Dr. Kudolo’s studies to date have been conducted with a $1.2 million grant from the National Center for Complementary and Alternative Medicine of the National Institutes of Health (NIH). It was the Health Science Center’s first grant from this relatively new NIH institute.

His studies have been conducted at the General Clinical Research Center, an NIH-funded center under the partnership of the Health Science Center and the Southwest Veterans Health Care System, Audie Murphy Division.
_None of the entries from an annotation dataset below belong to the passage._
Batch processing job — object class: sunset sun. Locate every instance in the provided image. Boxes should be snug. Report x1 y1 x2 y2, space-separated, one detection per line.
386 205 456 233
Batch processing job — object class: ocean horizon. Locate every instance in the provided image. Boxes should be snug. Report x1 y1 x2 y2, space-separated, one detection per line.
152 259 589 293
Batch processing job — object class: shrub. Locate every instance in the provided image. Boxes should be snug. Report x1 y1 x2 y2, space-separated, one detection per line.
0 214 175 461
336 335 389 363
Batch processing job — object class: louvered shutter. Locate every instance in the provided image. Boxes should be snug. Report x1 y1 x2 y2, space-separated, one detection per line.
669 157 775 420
This past March, Dr. Kudolo and his collaborators published a paper in Clinical Nutrition that suggested Ginkgo biloba does not cause insulin resistance, a condition that precedes the onset of type 2 diabetes. The group has also studied the herb’s effects on the pancreas, which produces insulin, a hormone that lowers blood sugar. Dr. Kudolo and the team earlier reported that insulin levels increased in a group of patients with pancreatic exhaustion who ingested Ginkgo biloba. “Ginkgo biloba has been used for more than 5,000 years, and we were the first to report its insulin-stimulating effect on the pancreas,” Dr. Kudolo said.

The Goland Award is named for the late Dr. Martin Goland, president of Southwest Research Institute from 1959 until 1997.